G2A-B entered into a repayment plan to obtain removal from that auction. It paid $13,137 toward the debt at that time but failed to make required additional payments, tax claim records show.
Tax claim again listed the property in last September’s auction due to the defaulted repayment agreement, but G2A-B successfully convinced the county court to grant temporary reprieve from that sale.
G2A-B argued in its court filing that the county assessor’s office never sent a change-of-assessment notice informing the entity the property was returning to taxable status around the time it was purchased from the Greater Wilkes-Barre Development Corp.
“Had the change of notice been received, the petitioner would have promptly filed an interim tax appeal to reduce the assessment,” its filing said.
Nearly $25,000 of the back taxes owed are for 2012.
County Assessment Director Anthony Alu contested the allegation about the mailing Monday. He said office records show a change-of-assessment notice was sent to G2A-B on June 4, a month after its purchase deed was recorded, indicating the property was switching to taxable status and stating the deadline to appeal.
G2A-B filed an appeal for 2013 and the county assessment appeals board reduced the property’s value from $1.622 million to $250,000 from that year forward.

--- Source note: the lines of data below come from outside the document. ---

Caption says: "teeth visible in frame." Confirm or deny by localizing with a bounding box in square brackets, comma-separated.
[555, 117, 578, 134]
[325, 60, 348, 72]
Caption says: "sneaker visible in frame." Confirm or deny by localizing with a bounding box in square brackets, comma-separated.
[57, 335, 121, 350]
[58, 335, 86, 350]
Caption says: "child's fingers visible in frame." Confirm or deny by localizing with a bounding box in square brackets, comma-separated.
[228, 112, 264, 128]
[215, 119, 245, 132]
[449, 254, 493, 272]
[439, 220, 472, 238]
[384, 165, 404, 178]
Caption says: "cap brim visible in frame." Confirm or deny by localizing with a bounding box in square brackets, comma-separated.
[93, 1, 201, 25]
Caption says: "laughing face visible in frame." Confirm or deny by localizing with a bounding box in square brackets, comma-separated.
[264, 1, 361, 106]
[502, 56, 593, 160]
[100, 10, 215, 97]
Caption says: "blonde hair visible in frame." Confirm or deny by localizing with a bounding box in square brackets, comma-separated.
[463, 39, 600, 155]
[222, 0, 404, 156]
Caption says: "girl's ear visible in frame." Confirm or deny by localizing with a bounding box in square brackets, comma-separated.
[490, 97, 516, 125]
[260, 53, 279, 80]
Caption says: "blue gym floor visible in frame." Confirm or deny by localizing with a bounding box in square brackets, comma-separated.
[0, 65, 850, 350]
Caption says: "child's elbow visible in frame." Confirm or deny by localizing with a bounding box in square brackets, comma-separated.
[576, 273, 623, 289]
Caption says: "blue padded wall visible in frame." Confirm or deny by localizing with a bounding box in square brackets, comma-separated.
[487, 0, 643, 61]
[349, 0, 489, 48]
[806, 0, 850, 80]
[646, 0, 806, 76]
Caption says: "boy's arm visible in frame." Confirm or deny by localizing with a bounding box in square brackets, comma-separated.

As part of its argument for removal from last fall’s tax auction, G2A-B told the court it planned to promptly pursue a court action seeking permission to file a special assessment appeal covering only 2012. This type of action may be granted when a filer shows there were “extraordinary circumstances involving fraud,” it said.
The county’s alleged failure to mail a change-of-assessment notice may be “deemed the equivalent of fraud,” its filing said.
However, there were no subsequent filings showing G2A-B pursued this action seeking a special assessment appeal for 2012.
The 29,522-square foot Classical Revival-style annex was built in 1912 as an Elks Lodge and acquired by the Hotel Sterling’s owners around World War II, when it took on its annex name, a chamber representative has said.
The building was used as an ancillary ballroom and meeting space for the hotel before serving as a Luzerne County Community College campus in the late 1960s and 70s. Offices later were housed there. The annex has been vacant since plans to turn it into a college art museum or art gallery died in the early 1990s.
The chamber purchased the annex for $125,000 in 2004 using a county community development loan. The chamber mothballed and secured the structure so it wouldn’t continue to deteriorate while options were explored.
The city owns the vacant Hotel Sterling lot next door and is trying to seek interested private developers.